For at least these reasons, I feel we are playing the Spectrier/Urshifu metagame more than the Pheromosa metagame, which has serious implications when it comes to Pheromosa’s impact on the tier. Pheromosa is undoubtedly a great pokemon and it can viably run several different sets, but the issue is that most of the checks you need to cover Pheromosa are made worse by the presence of Spectrier and Urshifu. SpDef Clefable checks QD Pheromosa nicely and soft-checks Spectrier, but loses to Urshifu. Buzzwole checks physical Pheromosa and Urshifu, but loses to Spectrier. Toxapex checks any two of these depending on whether it’s physical or special, but can never check all 3 well at all. The other checks to QD Pheromosa such as Aegislash, G-Slowking, even Victini or AV Magearna are just not as viable at the moment due to being poor options against Spectrier and Urshifu. Without even one of Spectrier or Urshifu, you could probably get away with running a core like Buzzwole+Toxapex, or Mandibuzz+SpDef Clefable, and so on, without getting inevitably and consistently overwhelmed by having to check all three.

This does beg the question as to why we shouldn’t just remove Pheromosa to solve this problem instead of either Spectrier or Urshifu. I strongly disagree with that course of action. First, getting rid of Pheromosa does not actually solve the problem I noted earlier about needing at least 2+ slots for Urshifu and Spectrier – one could even argue it makes it worse. Where I think the metagame still has room to adapt to Pheromosa, I think we have come as far as we can regarding defensive counterplay for Spectrier and Urshifu. Urshifu has had months to develop and we have the answers we have for it, and unless we see an influx of Incineror or something else from lower tiers, I feel we have come as far as we can to handle Spectrier. In the alternative, I think Pheromosa's checks only stand to get better if one of Spectrier/Urshifu are removed.

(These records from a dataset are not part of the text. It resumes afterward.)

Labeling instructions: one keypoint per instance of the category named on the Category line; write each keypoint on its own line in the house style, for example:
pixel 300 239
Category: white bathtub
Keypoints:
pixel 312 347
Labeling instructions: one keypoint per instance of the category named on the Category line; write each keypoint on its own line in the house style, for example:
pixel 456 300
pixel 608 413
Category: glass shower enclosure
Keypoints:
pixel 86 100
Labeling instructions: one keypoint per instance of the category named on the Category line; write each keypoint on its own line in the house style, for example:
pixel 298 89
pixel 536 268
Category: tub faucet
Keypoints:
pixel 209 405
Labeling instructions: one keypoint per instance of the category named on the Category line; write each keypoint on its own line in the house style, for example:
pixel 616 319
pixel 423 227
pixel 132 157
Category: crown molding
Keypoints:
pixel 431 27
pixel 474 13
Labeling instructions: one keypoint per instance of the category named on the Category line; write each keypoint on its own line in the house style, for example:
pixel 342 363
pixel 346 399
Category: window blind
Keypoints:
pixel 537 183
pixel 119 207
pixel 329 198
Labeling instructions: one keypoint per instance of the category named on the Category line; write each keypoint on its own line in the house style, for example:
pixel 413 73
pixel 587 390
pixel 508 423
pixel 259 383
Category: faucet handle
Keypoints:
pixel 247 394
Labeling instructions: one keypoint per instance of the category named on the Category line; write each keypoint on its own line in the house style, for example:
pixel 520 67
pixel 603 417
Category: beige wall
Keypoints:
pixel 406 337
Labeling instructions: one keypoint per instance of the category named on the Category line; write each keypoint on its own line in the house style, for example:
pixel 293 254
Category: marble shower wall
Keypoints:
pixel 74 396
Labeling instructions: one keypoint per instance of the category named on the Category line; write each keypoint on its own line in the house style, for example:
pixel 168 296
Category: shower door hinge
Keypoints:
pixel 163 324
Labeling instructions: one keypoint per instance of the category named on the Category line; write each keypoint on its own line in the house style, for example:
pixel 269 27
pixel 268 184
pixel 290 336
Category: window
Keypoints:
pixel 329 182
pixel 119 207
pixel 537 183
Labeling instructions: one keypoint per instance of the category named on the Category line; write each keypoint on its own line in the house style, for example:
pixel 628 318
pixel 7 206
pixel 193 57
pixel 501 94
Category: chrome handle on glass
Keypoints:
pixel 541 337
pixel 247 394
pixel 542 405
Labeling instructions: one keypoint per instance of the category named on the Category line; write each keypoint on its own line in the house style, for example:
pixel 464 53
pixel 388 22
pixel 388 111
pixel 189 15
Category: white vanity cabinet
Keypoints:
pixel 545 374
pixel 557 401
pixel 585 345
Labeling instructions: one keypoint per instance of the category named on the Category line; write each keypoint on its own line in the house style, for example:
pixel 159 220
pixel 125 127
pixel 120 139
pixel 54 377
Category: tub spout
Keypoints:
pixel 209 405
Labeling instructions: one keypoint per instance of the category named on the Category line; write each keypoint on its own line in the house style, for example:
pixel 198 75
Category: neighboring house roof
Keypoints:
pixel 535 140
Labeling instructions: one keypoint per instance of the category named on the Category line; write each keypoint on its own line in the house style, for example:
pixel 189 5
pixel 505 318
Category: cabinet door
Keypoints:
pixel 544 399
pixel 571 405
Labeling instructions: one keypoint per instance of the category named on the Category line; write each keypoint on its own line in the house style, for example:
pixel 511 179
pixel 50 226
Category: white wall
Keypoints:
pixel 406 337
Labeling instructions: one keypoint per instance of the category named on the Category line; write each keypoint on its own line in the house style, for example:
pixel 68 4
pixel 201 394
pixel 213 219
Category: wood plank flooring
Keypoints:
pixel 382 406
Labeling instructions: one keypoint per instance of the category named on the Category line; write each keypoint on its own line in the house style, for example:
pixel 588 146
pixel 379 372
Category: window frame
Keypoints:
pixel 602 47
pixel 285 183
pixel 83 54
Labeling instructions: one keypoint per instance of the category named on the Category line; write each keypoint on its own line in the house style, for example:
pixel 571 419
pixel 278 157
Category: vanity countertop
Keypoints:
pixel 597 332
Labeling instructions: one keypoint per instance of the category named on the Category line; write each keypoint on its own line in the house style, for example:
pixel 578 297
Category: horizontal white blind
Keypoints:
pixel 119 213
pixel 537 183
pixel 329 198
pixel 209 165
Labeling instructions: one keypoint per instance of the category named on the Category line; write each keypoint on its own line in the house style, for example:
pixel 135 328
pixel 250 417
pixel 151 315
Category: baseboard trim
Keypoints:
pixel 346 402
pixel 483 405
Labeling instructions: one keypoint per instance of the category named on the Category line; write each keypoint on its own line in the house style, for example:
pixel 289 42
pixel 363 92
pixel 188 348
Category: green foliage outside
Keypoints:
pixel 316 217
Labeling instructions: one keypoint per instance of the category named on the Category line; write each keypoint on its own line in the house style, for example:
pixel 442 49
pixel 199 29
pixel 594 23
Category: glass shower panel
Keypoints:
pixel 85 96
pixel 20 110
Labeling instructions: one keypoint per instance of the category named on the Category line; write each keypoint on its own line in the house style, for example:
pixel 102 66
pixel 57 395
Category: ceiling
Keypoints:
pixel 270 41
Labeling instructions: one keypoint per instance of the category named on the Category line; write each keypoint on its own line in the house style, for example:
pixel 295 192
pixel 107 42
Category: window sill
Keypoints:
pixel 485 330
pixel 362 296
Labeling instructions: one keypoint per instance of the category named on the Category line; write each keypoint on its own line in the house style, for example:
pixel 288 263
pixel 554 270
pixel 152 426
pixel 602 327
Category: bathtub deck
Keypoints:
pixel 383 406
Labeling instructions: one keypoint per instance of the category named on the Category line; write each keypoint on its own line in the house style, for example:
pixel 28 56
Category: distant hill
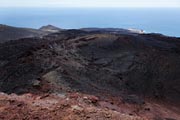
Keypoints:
pixel 13 33
pixel 50 28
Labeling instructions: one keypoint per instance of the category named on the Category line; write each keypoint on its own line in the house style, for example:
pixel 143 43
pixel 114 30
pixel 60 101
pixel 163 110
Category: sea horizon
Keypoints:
pixel 152 20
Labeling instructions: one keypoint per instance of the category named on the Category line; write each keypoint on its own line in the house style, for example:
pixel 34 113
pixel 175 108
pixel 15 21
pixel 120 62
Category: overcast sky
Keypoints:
pixel 90 3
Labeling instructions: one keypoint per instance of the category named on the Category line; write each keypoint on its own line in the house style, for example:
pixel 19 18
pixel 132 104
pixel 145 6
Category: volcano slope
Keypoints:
pixel 135 75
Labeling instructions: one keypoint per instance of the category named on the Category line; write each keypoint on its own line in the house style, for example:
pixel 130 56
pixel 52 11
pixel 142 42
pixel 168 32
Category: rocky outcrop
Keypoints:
pixel 134 68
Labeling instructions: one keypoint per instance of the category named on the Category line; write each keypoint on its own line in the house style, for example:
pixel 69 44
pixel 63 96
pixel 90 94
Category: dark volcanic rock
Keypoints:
pixel 144 64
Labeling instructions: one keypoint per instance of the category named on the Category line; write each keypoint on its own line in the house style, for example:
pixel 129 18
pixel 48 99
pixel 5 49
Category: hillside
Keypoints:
pixel 91 75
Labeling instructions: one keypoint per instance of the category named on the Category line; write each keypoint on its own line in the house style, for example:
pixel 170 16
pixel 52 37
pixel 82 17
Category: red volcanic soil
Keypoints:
pixel 74 75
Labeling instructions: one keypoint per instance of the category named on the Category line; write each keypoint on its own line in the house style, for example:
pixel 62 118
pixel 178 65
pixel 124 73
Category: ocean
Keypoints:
pixel 156 20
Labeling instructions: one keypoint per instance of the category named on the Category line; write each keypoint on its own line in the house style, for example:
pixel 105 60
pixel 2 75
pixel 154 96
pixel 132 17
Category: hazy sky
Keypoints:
pixel 90 3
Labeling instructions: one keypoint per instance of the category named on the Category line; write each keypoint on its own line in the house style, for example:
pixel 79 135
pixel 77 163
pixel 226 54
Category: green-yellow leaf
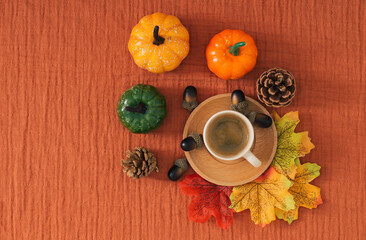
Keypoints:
pixel 290 145
pixel 305 194
pixel 262 196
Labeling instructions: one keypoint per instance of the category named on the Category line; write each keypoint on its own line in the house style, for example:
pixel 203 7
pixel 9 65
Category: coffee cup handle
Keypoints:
pixel 252 159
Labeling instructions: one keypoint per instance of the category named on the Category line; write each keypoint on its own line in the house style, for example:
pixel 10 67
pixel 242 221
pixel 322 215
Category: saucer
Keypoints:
pixel 237 172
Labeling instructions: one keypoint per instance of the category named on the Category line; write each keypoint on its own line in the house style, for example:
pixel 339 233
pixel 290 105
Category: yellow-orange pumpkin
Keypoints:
pixel 231 54
pixel 159 43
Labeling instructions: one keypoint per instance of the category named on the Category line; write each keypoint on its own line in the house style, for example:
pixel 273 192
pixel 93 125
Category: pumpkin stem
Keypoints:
pixel 157 39
pixel 234 50
pixel 140 108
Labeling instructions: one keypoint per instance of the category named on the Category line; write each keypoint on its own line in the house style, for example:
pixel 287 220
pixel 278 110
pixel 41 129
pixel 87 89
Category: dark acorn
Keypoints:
pixel 237 96
pixel 262 120
pixel 175 173
pixel 190 94
pixel 177 170
pixel 188 144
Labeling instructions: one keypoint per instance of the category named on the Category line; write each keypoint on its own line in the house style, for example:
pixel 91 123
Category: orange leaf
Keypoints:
pixel 262 196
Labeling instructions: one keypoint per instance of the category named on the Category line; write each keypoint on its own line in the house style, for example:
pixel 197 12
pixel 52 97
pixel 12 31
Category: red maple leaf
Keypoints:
pixel 208 200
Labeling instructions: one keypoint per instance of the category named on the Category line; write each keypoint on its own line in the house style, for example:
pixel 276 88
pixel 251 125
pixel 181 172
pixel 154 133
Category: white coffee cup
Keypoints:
pixel 245 152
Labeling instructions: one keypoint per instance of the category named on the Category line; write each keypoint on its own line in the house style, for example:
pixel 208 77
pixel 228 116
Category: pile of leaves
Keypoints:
pixel 279 192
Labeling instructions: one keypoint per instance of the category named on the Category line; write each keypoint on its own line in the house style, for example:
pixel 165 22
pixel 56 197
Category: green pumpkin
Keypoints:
pixel 141 108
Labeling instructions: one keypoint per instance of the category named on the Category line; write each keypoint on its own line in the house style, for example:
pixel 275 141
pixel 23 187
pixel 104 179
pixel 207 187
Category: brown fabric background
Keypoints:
pixel 64 65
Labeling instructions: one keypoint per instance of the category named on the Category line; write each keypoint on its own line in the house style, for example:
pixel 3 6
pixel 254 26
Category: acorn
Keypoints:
pixel 188 144
pixel 190 98
pixel 260 119
pixel 193 141
pixel 238 102
pixel 178 168
pixel 237 96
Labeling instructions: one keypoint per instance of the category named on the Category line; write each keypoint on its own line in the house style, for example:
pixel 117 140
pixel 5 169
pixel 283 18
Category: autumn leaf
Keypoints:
pixel 208 200
pixel 262 196
pixel 290 145
pixel 305 194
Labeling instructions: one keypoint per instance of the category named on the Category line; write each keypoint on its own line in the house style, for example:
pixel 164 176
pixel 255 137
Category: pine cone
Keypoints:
pixel 139 163
pixel 276 87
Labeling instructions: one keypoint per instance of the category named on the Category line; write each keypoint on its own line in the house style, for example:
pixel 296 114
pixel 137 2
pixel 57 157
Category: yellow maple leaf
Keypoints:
pixel 290 145
pixel 262 196
pixel 305 194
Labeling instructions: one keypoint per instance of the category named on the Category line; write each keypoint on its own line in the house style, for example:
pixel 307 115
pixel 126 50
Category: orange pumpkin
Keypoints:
pixel 159 43
pixel 231 54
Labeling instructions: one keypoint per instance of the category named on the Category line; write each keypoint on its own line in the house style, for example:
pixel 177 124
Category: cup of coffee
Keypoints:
pixel 229 135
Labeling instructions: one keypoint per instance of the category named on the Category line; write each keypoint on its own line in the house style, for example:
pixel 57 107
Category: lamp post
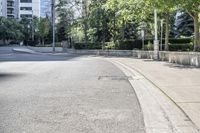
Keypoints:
pixel 32 26
pixel 161 34
pixel 156 42
pixel 53 24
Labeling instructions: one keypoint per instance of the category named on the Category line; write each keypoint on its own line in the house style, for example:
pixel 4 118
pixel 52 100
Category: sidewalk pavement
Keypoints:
pixel 180 83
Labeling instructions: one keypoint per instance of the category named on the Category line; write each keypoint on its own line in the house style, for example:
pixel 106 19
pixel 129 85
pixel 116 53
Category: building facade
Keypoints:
pixel 46 8
pixel 28 8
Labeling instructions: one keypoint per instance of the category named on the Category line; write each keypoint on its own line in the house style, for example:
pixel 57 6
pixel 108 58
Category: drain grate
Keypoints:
pixel 115 78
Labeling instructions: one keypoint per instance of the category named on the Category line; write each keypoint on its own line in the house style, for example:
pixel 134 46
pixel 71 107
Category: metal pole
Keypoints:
pixel 53 24
pixel 156 42
pixel 32 27
pixel 161 34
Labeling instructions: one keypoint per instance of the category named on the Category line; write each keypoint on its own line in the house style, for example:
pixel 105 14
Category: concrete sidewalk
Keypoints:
pixel 180 83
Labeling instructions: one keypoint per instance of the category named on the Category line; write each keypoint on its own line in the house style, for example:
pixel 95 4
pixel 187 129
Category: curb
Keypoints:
pixel 161 115
pixel 23 50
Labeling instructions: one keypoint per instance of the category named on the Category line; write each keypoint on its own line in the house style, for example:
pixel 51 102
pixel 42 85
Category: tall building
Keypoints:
pixel 8 8
pixel 28 8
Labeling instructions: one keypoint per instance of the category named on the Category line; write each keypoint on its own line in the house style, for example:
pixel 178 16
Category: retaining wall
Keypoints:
pixel 184 58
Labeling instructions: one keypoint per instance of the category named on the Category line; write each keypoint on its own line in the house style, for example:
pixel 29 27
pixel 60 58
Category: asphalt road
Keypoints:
pixel 58 93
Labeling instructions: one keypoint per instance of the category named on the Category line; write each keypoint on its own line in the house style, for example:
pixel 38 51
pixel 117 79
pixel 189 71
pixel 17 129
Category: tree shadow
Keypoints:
pixel 4 75
pixel 21 57
pixel 179 66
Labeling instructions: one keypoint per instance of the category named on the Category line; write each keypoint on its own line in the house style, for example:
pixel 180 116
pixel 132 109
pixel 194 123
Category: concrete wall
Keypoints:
pixel 45 49
pixel 184 58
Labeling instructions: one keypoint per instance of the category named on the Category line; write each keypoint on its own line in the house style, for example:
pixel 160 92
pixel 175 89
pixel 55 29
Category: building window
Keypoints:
pixel 26 8
pixel 26 1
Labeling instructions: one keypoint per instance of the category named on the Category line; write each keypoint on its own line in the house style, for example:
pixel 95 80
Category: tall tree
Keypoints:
pixel 43 28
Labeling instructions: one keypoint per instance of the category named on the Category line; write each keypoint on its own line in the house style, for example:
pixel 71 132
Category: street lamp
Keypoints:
pixel 161 35
pixel 32 25
pixel 156 42
pixel 53 24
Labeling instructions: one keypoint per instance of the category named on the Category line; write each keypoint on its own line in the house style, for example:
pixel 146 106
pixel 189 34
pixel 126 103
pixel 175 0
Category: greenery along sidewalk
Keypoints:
pixel 111 24
pixel 178 82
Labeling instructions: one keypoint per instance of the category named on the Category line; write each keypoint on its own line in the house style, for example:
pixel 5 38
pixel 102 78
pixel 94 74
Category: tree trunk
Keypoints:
pixel 43 41
pixel 167 31
pixel 196 31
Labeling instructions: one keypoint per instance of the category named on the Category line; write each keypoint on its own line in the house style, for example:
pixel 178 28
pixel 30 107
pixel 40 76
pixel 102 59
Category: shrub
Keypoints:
pixel 180 41
pixel 89 45
pixel 149 46
pixel 109 45
pixel 180 47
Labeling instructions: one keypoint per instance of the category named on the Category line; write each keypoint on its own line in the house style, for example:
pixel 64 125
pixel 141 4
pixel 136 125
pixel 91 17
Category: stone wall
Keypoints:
pixel 184 58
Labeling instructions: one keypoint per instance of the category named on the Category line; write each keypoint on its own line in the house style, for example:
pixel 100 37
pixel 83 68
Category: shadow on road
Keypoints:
pixel 4 75
pixel 15 57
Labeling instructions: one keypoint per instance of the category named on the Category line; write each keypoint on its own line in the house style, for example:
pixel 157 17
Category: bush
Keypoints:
pixel 129 45
pixel 180 47
pixel 180 41
pixel 109 45
pixel 90 45
pixel 149 46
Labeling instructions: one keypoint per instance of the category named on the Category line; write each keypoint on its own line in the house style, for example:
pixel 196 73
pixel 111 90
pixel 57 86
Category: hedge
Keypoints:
pixel 180 47
pixel 90 45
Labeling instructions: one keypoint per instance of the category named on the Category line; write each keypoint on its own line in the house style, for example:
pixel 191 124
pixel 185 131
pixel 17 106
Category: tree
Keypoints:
pixel 43 28
pixel 10 29
pixel 184 25
pixel 192 7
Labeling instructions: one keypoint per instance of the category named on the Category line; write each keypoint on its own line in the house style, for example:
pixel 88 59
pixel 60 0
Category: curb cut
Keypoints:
pixel 161 115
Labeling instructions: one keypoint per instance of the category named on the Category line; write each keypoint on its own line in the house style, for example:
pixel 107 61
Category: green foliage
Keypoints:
pixel 180 41
pixel 10 29
pixel 184 25
pixel 149 46
pixel 90 45
pixel 180 47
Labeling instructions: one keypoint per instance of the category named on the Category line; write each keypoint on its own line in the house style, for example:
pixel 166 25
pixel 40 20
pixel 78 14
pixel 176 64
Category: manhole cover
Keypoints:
pixel 115 77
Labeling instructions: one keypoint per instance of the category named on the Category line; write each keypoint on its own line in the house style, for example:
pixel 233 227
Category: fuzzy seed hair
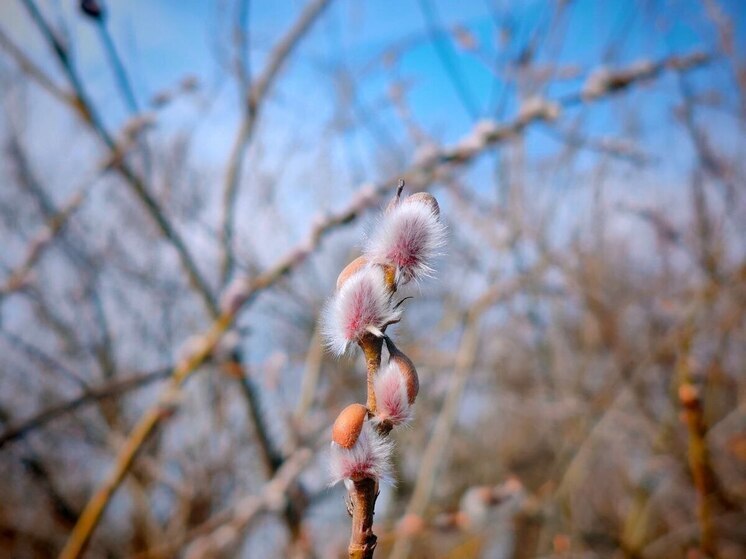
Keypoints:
pixel 392 401
pixel 363 304
pixel 369 457
pixel 408 237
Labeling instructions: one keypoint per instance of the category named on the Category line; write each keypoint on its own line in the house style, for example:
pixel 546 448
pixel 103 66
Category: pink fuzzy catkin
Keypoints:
pixel 408 237
pixel 363 304
pixel 392 401
pixel 369 457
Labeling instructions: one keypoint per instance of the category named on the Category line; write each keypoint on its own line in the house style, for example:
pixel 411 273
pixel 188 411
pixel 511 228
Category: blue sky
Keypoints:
pixel 162 41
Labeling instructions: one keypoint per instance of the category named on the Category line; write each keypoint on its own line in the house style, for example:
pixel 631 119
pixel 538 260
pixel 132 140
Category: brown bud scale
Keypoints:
pixel 348 425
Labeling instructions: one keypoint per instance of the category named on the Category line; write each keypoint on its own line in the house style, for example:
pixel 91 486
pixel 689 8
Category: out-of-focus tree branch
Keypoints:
pixel 89 114
pixel 253 97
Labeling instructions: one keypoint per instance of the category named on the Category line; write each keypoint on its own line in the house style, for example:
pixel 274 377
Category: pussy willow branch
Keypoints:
pixel 420 174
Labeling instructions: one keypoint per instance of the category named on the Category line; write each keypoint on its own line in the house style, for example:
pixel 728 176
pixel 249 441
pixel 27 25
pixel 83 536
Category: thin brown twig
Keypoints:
pixel 90 396
pixel 254 97
pixel 86 110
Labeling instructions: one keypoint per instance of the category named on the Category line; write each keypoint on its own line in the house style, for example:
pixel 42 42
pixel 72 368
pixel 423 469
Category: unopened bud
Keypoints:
pixel 348 425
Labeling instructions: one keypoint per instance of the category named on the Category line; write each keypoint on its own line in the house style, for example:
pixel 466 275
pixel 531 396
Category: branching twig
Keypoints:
pixel 90 396
pixel 253 99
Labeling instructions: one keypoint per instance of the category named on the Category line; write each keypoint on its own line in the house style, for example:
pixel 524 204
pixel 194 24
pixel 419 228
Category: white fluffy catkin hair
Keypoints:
pixel 392 401
pixel 408 237
pixel 362 305
pixel 369 457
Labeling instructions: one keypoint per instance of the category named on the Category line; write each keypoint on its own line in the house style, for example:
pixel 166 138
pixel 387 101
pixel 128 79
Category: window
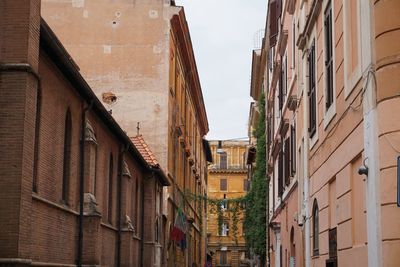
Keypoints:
pixel 37 135
pixel 328 57
pixel 245 185
pixel 282 83
pixel 312 91
pixel 280 173
pixel 315 221
pixel 223 258
pixel 224 229
pixel 223 160
pixel 67 156
pixel 223 185
pixel 224 203
pixel 287 161
pixel 292 150
pixel 110 188
pixel 157 231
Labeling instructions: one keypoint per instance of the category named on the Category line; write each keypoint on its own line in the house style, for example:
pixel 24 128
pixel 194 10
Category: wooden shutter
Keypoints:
pixel 273 23
pixel 328 57
pixel 292 150
pixel 280 174
pixel 287 161
pixel 223 184
pixel 311 92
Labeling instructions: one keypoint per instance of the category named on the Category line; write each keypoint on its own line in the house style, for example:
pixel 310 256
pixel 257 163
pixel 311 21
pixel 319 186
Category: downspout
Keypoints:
pixel 119 190
pixel 81 183
pixel 142 224
pixel 306 214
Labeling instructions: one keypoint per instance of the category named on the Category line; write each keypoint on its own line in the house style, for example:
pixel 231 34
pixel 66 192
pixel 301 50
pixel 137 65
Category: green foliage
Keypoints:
pixel 255 225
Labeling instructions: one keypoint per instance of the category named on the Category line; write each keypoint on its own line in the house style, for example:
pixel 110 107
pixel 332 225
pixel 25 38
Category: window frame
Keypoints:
pixel 312 91
pixel 67 151
pixel 329 59
pixel 220 184
pixel 315 229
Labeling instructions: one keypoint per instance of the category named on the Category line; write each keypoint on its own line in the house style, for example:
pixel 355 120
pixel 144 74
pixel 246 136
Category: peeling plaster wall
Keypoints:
pixel 121 47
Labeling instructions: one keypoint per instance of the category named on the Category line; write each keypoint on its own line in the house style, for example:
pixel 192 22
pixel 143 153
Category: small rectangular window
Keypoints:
pixel 223 161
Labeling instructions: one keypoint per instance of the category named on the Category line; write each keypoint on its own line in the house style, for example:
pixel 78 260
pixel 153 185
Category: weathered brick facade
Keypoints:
pixel 44 105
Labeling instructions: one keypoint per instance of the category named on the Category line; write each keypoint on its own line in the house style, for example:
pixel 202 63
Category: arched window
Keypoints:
pixel 110 188
pixel 67 156
pixel 315 221
pixel 37 135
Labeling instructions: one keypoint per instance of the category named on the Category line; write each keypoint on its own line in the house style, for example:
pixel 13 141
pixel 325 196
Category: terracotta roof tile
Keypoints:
pixel 144 150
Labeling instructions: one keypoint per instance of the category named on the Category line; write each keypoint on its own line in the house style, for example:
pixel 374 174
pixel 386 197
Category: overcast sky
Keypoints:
pixel 222 33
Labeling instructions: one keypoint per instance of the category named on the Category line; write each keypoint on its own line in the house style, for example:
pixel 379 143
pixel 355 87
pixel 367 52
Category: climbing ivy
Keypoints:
pixel 255 225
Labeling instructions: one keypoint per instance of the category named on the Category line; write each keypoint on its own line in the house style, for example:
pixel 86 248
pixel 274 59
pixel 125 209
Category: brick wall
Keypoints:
pixel 41 227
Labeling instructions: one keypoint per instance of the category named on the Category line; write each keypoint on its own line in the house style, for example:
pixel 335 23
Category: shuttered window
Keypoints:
pixel 280 173
pixel 312 91
pixel 292 150
pixel 223 184
pixel 223 161
pixel 328 57
pixel 287 161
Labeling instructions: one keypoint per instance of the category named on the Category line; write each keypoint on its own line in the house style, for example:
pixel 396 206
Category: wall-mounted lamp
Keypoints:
pixel 363 170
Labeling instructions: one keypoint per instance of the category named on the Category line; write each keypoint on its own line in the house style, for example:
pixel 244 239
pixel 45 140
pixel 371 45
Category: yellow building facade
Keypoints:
pixel 227 179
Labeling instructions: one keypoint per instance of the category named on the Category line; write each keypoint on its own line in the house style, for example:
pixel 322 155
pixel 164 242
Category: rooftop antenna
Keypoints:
pixel 258 38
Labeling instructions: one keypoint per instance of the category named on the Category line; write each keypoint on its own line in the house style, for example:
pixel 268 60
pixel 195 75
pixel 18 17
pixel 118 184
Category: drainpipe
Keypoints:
pixel 142 224
pixel 81 182
pixel 306 149
pixel 119 190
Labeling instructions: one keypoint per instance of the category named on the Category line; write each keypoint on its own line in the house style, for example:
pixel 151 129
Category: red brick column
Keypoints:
pixel 19 43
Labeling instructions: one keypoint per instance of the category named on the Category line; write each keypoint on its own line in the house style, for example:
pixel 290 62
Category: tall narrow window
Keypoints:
pixel 37 135
pixel 293 47
pixel 110 188
pixel 328 56
pixel 67 156
pixel 223 258
pixel 292 150
pixel 280 173
pixel 224 229
pixel 223 185
pixel 223 161
pixel 312 91
pixel 315 221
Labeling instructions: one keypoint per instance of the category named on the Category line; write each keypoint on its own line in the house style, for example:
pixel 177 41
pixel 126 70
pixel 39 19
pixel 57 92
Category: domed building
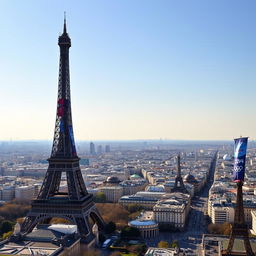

Second, I think it’s worth looking into what each of these mons adds to the tier. Spectrier really doesn’t add anything more than it takes – there are other ghost types that can take its place, and it tends to function as a self-sufficient breaker for itself anyway. Urshifu probably adds as much as it takes from the tier, but at least it is a nice progress-forcing breaker that I don’t think is independently broken itself. Pheromosa I feel adds a lot to the tier, and I think at this point in the metagame it would be a big mistake to get rid of it. It supports frail/slower breakers with U-turn support to get into play, removes hazards, and helps revenge kill or offensively pressure things like Cinderace, Magearna, +1 Spe Blaziken, Tornadus-T and even opposing Modest Pheromosa with its speed tier. It is precisely this role compression that I find overwhelmingly healthy for the tier (in a way that I don’t feel is necessarily broken), and without its presence I feel the tier will struggle a ton to defensively handle these aforementioned breakers in the long-haul. If you already want some or all of these pokemon to get banned as is, then this probably won’t resonate with you, but I personally do not want to see 5-7 more bans if they could have been avoided by a potentially more optimal order of operations.

Public opinion probably isn’t on my side with this one, but that’s cool, it’s just my opinion as of right now. I enjoy the current metagame, but if there must be imminent tiering action then I would personally suggest Spectrier > Urshifu > Pheromosa, or at least Spectrier first, for all the aforementioned reasons about increased breathing room in teambuilding.